Of the less singular helophytic vegetation, it is worth highlighting the dominance of Cladium mariscus, phragmites australis and scirpus holoschoenus. It is worth noting the extraordinary interest of bacterial lymphologic systems associated with the karst nature of the lakes, which have been the subject of specific research, focusing especially on sulfur related bacteria. Also, the presence of ceratium cornutum is noteworthy among the planktonic algal settlements.
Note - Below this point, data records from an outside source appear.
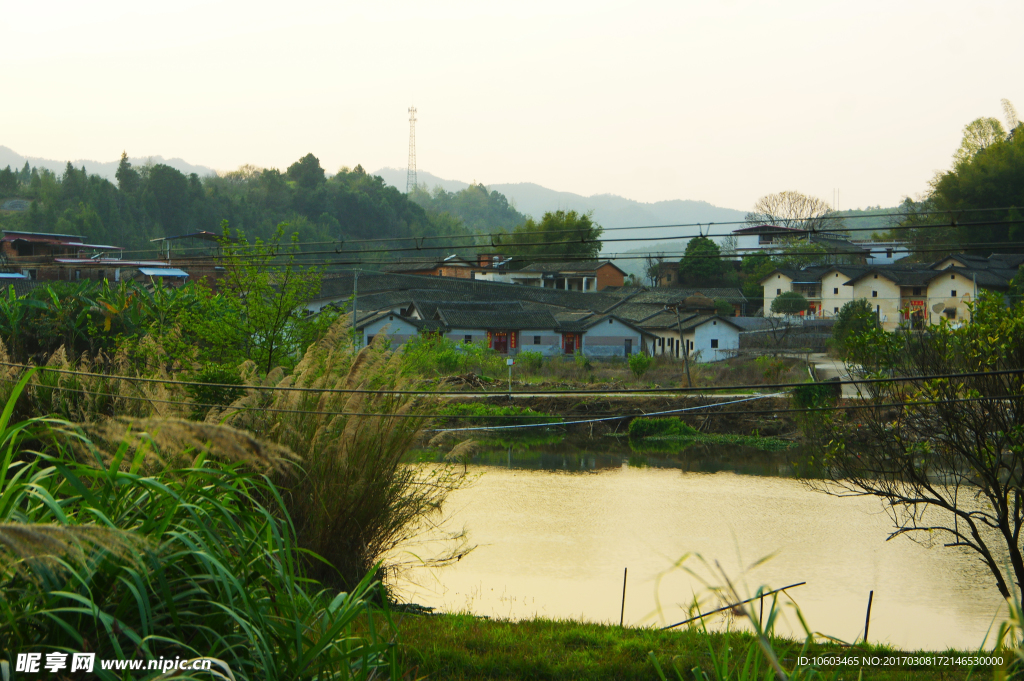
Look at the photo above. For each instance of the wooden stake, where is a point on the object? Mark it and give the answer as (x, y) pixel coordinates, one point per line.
(622, 612)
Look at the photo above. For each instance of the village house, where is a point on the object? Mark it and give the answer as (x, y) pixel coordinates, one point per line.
(901, 294)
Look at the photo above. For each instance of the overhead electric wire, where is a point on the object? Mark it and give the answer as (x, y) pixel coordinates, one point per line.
(803, 410)
(300, 261)
(699, 225)
(646, 391)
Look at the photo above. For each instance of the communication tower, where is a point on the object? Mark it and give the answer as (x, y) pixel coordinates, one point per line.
(411, 177)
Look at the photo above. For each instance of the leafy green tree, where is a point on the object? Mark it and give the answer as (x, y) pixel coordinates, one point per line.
(266, 290)
(701, 262)
(306, 172)
(790, 302)
(854, 318)
(948, 469)
(128, 178)
(559, 235)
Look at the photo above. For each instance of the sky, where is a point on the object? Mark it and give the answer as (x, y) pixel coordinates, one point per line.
(718, 101)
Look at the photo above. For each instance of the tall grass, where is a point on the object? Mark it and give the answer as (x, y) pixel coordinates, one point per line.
(354, 500)
(98, 556)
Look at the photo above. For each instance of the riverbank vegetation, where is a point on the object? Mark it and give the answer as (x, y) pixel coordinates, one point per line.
(462, 647)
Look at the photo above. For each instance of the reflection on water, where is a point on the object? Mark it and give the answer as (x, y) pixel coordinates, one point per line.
(556, 522)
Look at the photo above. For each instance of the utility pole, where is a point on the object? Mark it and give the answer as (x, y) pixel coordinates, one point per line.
(356, 336)
(411, 176)
(682, 347)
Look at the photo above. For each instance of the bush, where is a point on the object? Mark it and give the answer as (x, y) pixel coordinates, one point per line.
(659, 427)
(790, 302)
(187, 561)
(639, 364)
(483, 415)
(853, 318)
(214, 390)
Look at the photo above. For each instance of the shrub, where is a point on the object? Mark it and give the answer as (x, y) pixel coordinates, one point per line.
(659, 427)
(790, 302)
(639, 364)
(193, 561)
(853, 318)
(215, 390)
(483, 414)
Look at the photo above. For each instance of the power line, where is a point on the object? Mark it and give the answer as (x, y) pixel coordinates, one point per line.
(802, 410)
(421, 242)
(499, 393)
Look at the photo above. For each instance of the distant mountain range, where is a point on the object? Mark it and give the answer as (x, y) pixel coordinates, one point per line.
(105, 169)
(609, 211)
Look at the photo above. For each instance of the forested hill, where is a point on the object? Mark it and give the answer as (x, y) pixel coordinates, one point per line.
(609, 210)
(146, 202)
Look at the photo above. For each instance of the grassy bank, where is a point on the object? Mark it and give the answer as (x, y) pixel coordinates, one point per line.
(461, 647)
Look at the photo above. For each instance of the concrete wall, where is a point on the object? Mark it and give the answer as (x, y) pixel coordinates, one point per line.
(726, 334)
(775, 285)
(608, 274)
(883, 295)
(608, 340)
(393, 327)
(949, 289)
(834, 293)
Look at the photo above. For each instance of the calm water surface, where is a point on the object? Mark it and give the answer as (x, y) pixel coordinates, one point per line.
(555, 525)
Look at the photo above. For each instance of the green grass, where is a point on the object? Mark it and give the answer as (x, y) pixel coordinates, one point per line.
(462, 647)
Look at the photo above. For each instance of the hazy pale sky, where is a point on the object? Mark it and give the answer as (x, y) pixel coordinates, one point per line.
(720, 101)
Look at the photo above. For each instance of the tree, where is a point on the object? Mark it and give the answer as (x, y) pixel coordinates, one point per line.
(652, 267)
(559, 235)
(790, 302)
(265, 296)
(701, 262)
(795, 210)
(854, 318)
(306, 172)
(128, 178)
(944, 455)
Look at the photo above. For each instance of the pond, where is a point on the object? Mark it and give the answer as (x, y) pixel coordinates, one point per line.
(555, 523)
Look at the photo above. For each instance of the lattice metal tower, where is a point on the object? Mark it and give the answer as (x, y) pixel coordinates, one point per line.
(411, 177)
The flora in the Basturs Lakes is very interesting, as there are a couple of endemic species, unique in the world. There have been 120 species identified of single-celled algae in the "Estany Gros" and 80 in the "Estany Xic", one of which, (the cornatum ceratium), is unique to the Basturs Lakes. Also, we find a carnivorous water plant, the Utricularia vulgaris. In addition, as in other humid areas, there are reeds and rushes and helophytic vegetation forming limnological systems. Finally, it is worth mentioning the occurrence of very rare species such as claudium mariscus and haplophyllum linifolium.

== Fauna ==
Although only viewed sporadically, the following species have been seen in the Basturs Lakes area: vultures, western capercaillie, grey heron, otters, deer, badgers and beech martens.